The Succession Crisis

The death of Ayatollah Khamenei has created a power vacuum at the apex of the Iranian state that the conflict itself is preventing from being resolved through normal institutional processes. The Assembly of Experts, which constitutionally selects the Supreme Leader, cannot function normally under active bombardment. The US assertion that it will have a say in the selection of the new Supreme Leader — unprecedented in modern history — has further complicated this process. The identity and disposition of Iran’s next leader will shape not only the conflict’s end state but the character of any post-war Iran.

The Four-to-Six Week Timeline

The White House’s stated expectation that US objectives are achievable within four to six weeks deserves scrutiny. Similar timelines were articulated at the outset of the Iraq War in 2003, where the initial military phase lasted approximately three weeks — followed by years of occupation and insurgency. The destruction of Iran’s air defence architecture and the killing of its Supreme Leader are achievable military objectives; the transformation of Iran’s political system into something ‘acceptable’ to Washington is a far more open-ended and historically fraught undertaking.

The Russian Variable

Russian intelligence support to Iran — providing targeting data on US troop positions — introduces a significant escalation risk that the US has been notably reluctant to confront publicly. If confirmed and sustained, Russian targeting support could meaningfully improve the accuracy of Iranian strikes against US personnel. The implications for the broader US-Russia relationship, and for NATO cohesion at a time when European security is already strained, are considerable.

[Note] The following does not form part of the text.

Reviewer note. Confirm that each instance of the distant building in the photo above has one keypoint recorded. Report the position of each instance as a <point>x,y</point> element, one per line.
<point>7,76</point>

VIII. CONCLUSION: A WAR WITHOUT A MAP

Eight days into the Iran War, the conflict defies easy categorisation. It is simultaneously a conventional air campaign, a proxy war, an energy crisis, a humanitarian emergency, a constitutional crisis within Iran, and a test of American power projection. It is being fought across at least four countries — Iran, Israel, Lebanon, and through proxies in multiple Gulf states — with ripples extending to Cyprus, Jordan, and well beyond.

For Singapore, the conflict is a stress test of the assumptions on which the city-state’s prosperity rests: that energy will flow freely, that air corridors will remain open, that the global trading system will function without interruption. Those assumptions are now under active challenge. The government’s swift response — assisting citizens abroad, monitoring fuel supply chains, maintaining communication with the public — reflects an institutional preparedness honed over decades of operating in a volatile neighbourhood.

But preparedness is not insulation. If the Strait of Hormuz remains disrupted, if oil prices breach US$100 and approach US$150, if the conflict spreads further into the Gulf and the broader region, Singapore will face economic pressures that no amount of institutional competence can fully neutralise. The question is not whether Singapore will be affected — it already is — but how deeply and for how long.

“The question is not whether Singapore will be affected — it already is — but how deeply and for how long.”

The coming days will be decisive. Whether Iran signals a genuine willingness to negotiate — and whether Washington is prepared to accept anything short of unconditional surrender — will determine whether this war is measured in weeks or years. The world is watching. So is Singapore.